The switch 16 of Be Controlled circuit 18 controls is connected to the end utmost point A of battery B and C power supply 12 or is connected to load 14.Control circuit 18 produces a signal S1, and switch 16 is changed between two configurations, and one of them is configured to, and power supply 12 is connected between end utmost point A and the C in the charging interval with appointment duration; Another is configured to, and 14 is connected between end utmost point A and the C having internal burden discharge time of specifying the duration.In the charging interval, control circuit is controlled power supply 12 by signal S2 and is in appropriate pattern (constant current or constant voltage), and charging current is provided under appropriate charging current or voltage battery B, and is as indicated above.

Preferably, charger 10 comprises monitoring temperature circuit 21 and timer 22 of temperature of 20, one induced cell B of voltage monitoring circuit of the voltage of an induced cell B.When one or more signal pilot cell B was filled electricity in from circuit 20, circuit 21 or timer 22, controller 18 stopped charging cycle.When charger was being given a lead-acid battery charging, controller 18 can use the input of circuit 20 to determine when the constant voltage mode of beginning step 140.

Controller 18 can comprise a circuit of being made up of discrete component, a specific integrated circuit of application, a programmable micro controller etc.Because controller 18 comprises a programmable equipment, the operation of charger 10 can be changed by the distinct program of being carried out by controller 18 is provided.

The present invention can put into practice in by the use that traditional battery charger that an electronic control module, change over switch and load be modified is installed.

Fig. 5 is according to one particular embodiment of the present invention of main use discrete component, the circuit diagram of signal quick charger 22.Quick charger 22 has the power unit and a pair of rectifier 42 that comprise a power transformer 40, and the alternating voltage that transformer 40 is exported is converted to direct current.Main power source is supplied to transformer 40 by a main contactor 41.

Contactor 41 generally includes a relay.Yet contactor 41 can comprise electronic-controlled installation, can be switched on or switched off the power supply of transformer 40.By a voltage-selected switch 43, a voltage output of power supply can be selected.

The power supply of transformer 40 is controlled by a bidirectional triode thyristor 44 that is triggered by an electronic regulating circuit 46.Bidirectional triode thyristor 44 allows to be imposed on battery in the charging by the direct current of rectification selectively.

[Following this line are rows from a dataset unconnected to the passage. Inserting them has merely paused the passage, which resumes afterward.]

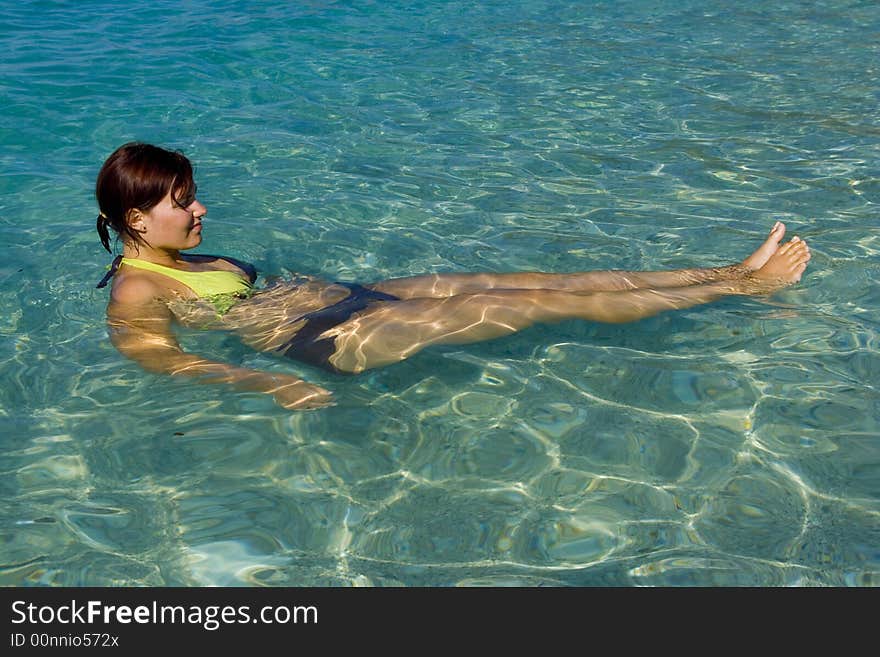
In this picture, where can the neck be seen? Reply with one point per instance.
(167, 257)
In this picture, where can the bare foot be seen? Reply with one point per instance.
(760, 257)
(783, 267)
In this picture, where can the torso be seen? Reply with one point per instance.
(264, 321)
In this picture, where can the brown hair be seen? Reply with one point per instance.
(136, 177)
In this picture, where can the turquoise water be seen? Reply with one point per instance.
(728, 444)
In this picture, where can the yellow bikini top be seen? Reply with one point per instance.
(203, 283)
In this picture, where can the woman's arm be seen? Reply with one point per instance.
(140, 328)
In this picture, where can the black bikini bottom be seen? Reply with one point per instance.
(305, 346)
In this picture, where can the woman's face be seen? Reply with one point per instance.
(173, 225)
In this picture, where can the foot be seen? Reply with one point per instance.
(783, 267)
(760, 257)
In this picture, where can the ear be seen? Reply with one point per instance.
(135, 219)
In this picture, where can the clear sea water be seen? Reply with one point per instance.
(729, 444)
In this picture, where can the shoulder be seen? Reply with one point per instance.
(135, 289)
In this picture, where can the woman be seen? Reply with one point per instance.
(147, 196)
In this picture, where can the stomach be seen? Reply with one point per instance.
(268, 318)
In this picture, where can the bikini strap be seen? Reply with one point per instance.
(110, 272)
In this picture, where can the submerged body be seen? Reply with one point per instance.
(348, 327)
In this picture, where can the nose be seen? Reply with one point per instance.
(198, 210)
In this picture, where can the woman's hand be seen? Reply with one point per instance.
(298, 395)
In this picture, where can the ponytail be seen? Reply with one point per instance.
(103, 233)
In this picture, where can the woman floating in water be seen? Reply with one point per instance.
(147, 196)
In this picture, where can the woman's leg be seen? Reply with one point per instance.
(447, 285)
(390, 332)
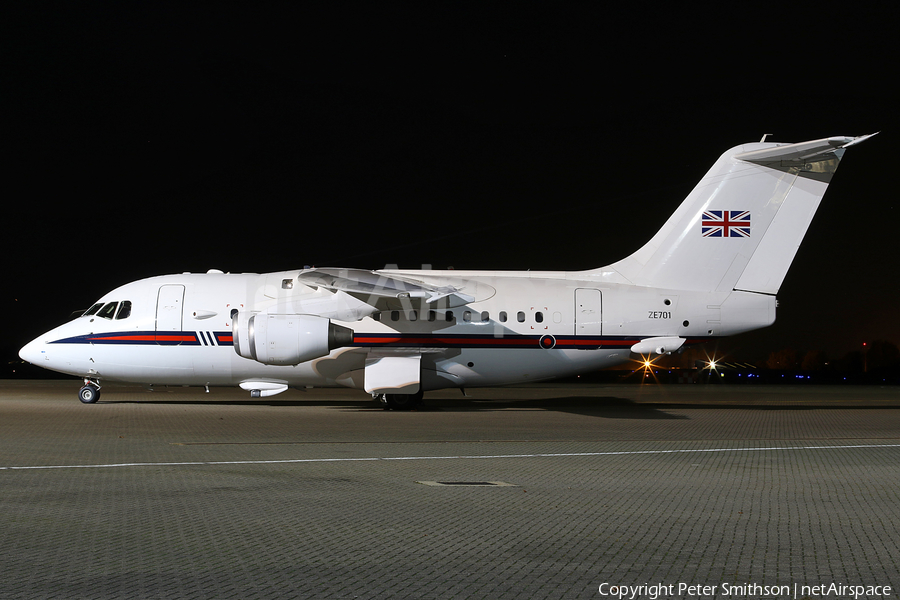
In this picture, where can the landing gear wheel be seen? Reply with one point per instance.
(403, 401)
(89, 394)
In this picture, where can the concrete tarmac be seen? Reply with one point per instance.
(549, 491)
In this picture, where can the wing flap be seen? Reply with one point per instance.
(369, 286)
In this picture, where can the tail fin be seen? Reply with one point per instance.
(741, 225)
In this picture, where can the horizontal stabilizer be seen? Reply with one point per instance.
(801, 152)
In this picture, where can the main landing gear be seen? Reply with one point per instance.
(399, 401)
(90, 393)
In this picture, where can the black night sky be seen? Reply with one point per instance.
(145, 140)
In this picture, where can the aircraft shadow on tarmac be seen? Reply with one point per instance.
(608, 407)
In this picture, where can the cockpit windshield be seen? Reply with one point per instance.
(110, 310)
(92, 310)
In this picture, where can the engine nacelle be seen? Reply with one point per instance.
(286, 339)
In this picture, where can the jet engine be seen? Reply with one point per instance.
(286, 339)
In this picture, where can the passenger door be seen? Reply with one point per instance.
(169, 306)
(587, 311)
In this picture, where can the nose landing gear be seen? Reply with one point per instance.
(90, 393)
(399, 401)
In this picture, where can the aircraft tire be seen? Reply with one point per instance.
(403, 401)
(89, 394)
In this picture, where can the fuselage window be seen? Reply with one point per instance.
(108, 310)
(92, 310)
(124, 310)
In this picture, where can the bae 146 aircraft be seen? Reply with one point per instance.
(712, 270)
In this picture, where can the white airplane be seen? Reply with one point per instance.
(712, 270)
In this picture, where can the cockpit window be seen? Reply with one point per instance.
(92, 310)
(124, 310)
(108, 310)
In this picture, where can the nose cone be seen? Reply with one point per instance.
(32, 351)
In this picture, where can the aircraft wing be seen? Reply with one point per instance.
(371, 285)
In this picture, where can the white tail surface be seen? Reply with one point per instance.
(741, 225)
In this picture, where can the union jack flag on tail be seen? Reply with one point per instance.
(725, 223)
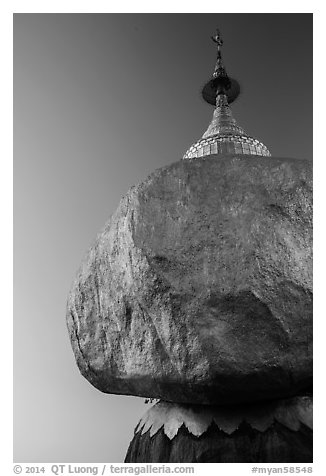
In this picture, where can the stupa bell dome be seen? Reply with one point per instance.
(224, 135)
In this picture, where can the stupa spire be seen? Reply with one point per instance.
(223, 135)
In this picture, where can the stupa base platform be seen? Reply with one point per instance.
(269, 432)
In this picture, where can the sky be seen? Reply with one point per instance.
(100, 102)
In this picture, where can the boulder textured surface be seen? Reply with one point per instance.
(199, 288)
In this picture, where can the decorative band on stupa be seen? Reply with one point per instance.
(223, 135)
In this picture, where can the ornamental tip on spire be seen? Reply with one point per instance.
(220, 83)
(223, 135)
(219, 71)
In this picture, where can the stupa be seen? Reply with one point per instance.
(198, 292)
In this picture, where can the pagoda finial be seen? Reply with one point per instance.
(223, 135)
(220, 82)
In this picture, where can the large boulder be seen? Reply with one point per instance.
(199, 288)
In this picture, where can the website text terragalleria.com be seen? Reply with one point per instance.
(59, 469)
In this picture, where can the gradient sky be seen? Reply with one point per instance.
(100, 101)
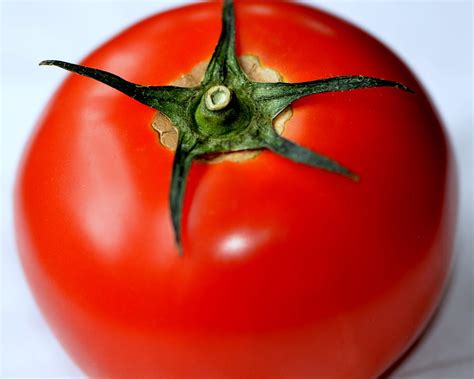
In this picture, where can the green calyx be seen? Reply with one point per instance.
(228, 112)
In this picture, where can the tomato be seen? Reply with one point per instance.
(288, 271)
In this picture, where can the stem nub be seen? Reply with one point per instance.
(217, 98)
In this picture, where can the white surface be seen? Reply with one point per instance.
(434, 38)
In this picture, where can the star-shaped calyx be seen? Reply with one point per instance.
(228, 112)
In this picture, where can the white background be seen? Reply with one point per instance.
(434, 38)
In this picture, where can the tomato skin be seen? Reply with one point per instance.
(289, 272)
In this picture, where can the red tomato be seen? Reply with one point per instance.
(289, 271)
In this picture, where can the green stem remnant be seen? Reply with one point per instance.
(228, 112)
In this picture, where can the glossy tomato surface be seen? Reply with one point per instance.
(289, 271)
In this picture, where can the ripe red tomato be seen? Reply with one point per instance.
(289, 271)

Overheated or owing to other reason needs under the pent situation, contactor 48 is used to disconnect the charging current of rechargeable battery at charger 22.Contactor 48 can comprise that a relay or any other can be switched on or switched off the electric control gear of the charging current that offers rechargeable battery.When contactor 48 is closed and bidirectional triode thyristor 44 when being energized, electric current can flow in circuit, flows out via contactor 48 from rectifier 42, via the battery in the charging, and turns back to power transformer 40.

Ammeter 50 can be used to indicate the size of current of battery B of flowing through in the charge cycle.When the lead of charger has been connected to the correct end utmost point of battery B, polarity indicator light 51 brighten (or selecting warning user battery B) by wrong.

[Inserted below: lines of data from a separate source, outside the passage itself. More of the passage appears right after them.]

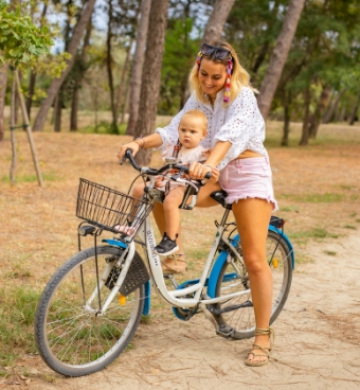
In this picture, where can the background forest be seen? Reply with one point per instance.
(95, 58)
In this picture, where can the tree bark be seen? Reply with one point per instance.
(32, 78)
(81, 69)
(3, 84)
(73, 46)
(215, 26)
(305, 129)
(151, 77)
(109, 63)
(353, 115)
(286, 99)
(122, 88)
(279, 56)
(315, 118)
(332, 109)
(136, 71)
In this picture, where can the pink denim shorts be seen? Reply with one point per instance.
(248, 178)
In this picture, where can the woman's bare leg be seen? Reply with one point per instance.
(252, 218)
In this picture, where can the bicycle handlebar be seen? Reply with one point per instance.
(153, 172)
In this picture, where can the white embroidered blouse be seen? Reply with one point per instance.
(240, 123)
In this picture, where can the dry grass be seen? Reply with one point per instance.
(317, 188)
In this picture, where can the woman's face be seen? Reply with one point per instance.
(212, 77)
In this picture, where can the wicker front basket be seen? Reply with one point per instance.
(109, 209)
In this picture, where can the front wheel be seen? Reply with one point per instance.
(236, 316)
(71, 336)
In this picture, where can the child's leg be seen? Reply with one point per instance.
(172, 213)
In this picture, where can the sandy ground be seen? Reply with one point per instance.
(317, 334)
(316, 344)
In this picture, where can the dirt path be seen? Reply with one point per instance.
(316, 345)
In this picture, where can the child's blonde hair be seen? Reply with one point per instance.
(200, 115)
(239, 76)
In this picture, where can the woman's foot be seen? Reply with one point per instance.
(174, 264)
(167, 246)
(260, 351)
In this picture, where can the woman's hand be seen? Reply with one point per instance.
(198, 171)
(134, 146)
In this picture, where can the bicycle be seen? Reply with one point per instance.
(92, 305)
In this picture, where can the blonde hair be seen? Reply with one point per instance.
(239, 76)
(197, 114)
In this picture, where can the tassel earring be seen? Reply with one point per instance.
(228, 81)
(198, 60)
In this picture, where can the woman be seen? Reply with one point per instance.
(236, 132)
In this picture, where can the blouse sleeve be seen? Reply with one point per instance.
(243, 124)
(169, 134)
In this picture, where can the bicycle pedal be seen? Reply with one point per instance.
(225, 331)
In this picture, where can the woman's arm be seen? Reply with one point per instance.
(198, 170)
(150, 141)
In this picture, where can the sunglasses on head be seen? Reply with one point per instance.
(220, 53)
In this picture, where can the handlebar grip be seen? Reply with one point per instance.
(128, 155)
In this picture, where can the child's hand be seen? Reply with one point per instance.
(215, 173)
(158, 181)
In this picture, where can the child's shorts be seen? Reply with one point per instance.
(248, 178)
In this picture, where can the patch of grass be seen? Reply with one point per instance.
(17, 313)
(293, 209)
(328, 197)
(350, 227)
(301, 258)
(330, 253)
(104, 127)
(29, 178)
(316, 233)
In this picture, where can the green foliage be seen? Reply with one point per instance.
(20, 39)
(179, 57)
(17, 311)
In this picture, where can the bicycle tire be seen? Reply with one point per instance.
(70, 337)
(239, 321)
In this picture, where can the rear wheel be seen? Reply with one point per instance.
(71, 336)
(236, 316)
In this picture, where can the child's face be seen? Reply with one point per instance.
(191, 131)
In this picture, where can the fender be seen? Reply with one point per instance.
(221, 259)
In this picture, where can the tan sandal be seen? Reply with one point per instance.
(174, 264)
(265, 350)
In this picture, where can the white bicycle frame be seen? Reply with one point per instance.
(177, 297)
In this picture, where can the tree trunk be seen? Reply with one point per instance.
(332, 109)
(215, 26)
(122, 88)
(305, 130)
(79, 79)
(286, 99)
(12, 135)
(32, 79)
(279, 56)
(27, 126)
(341, 114)
(109, 62)
(58, 111)
(315, 118)
(3, 84)
(73, 46)
(151, 78)
(136, 71)
(30, 95)
(353, 115)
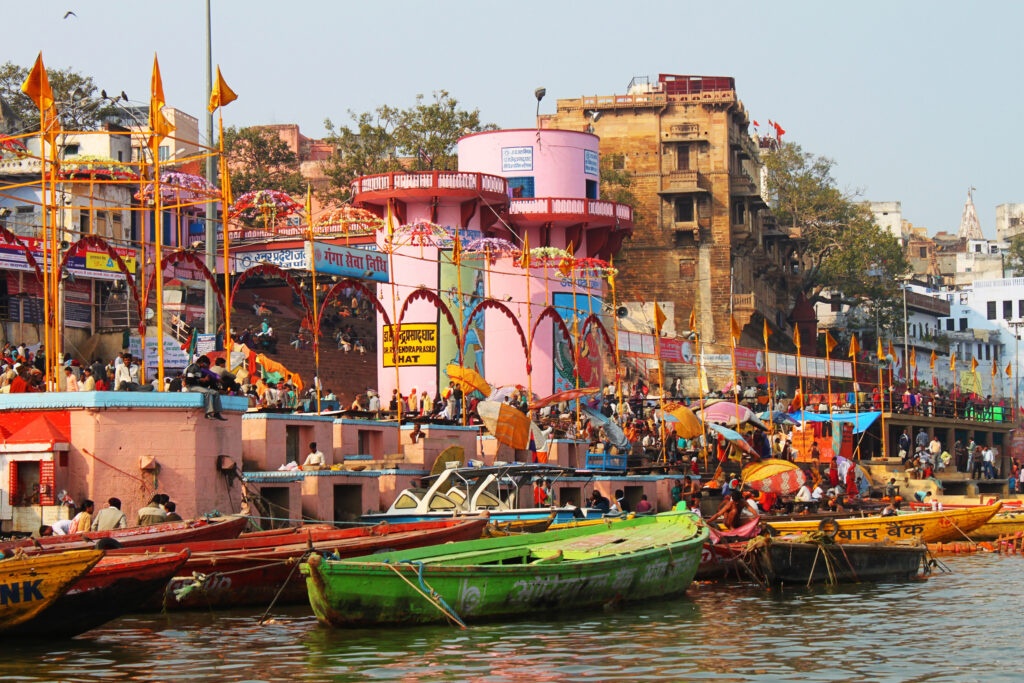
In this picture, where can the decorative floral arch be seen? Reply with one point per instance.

Preferably, charger 22 has a thermal circuit beraker 52, and it makes contactor 48 open when charger 22 overheats; And a short interruption device 54, it can be a pyromagnetic protector, disconnects charger when short circuit occurring between the lead that is being connected to rechargeable battery, prevents the damage of charger 22.Preferably such one type of thermal circuit beraker 52 is reconnected in the short time after the temperature of charger is recovered normally automatically.For example, when thermal circuit beraker 52 was turned off charger 22, it can reclose charger at about 10 minutes later on automatically.

The charging current that charger 22 transmits is controlled by circuit 46.A potentiometer 58 allows control circuit 70 to set suitable charging current for the battery in the charging.When charger 22 is used for lead-acid battery, potentiometer 58 is the device of controlled device 70 controls preferably, sets charging currents so that controller 70 can be the different charging stages of charging cycle.

If there is not battery to be connected to charger, if or the polarity of battery connect instead, electronic protection circuit 60 stops chargers 22 operations.If the polarity of battery is connect instead, then protective circuit 60 is connected switch 64, lamp 51 is brightened, and do not have energy can make contactor 48 closures.If battery correctly is connected to charger 22, then protective circuit 60 turns on the switch 64 under control circuit 70 controls, so that energize makes contactor 48 closures.

Charger 22 has a discharge contactor 72, when being closed, connects a load 74, and it can comprise the resistor 76 of the end utmost point of crossing over rechargeable battery.Contactor 72 can comprise that a relay or any other can connect the control panel of load 74 of the end interpolar of rechargeable battery.Charger 22 has switch 78, and it can be stopped the discharging function of charger 22 by manual unlocking.When indicator light 80 indicates, and the main contactor 41 of charger 22 is closed.Beginning and shutdown switch 82 and 84 allow charging cycle to be begun or are stopped.

Except control circuit 70, load 74, switch 78 and discharge contactor 72, most of assemblies of charger 22 all can find in traditional battery charger, and for a person skilled in the art, the fine understanding of their operation.

Preferably, the control circuit 70 of charger 22 comprises a timer, and it cuts off charger 22 in suitable interval after the time.

Control circuit 70 can be realized with a lot of various modes.For example, control circuit 70 can comprise a programmable micro controller, certain interconnection timing circuit or the like.It should be appreciated by those skilled in the art that a lot of various known timing circuits and technology can be used to operate charging as described herein and discharge relay with alternating sequence, and are used for regulating periodically charging current mentioned above and voltage.

Use of the present invention has important advantage to the charging of NiMH and NiCd battery the time.The total charging time of NiMH/NiCd battery is about  hour.The total charging time of lead-acid battery is about 2 hours.This is than faster with the fastest time less than the conventional batteries charger of the constant current charge of 0.15 * C usually.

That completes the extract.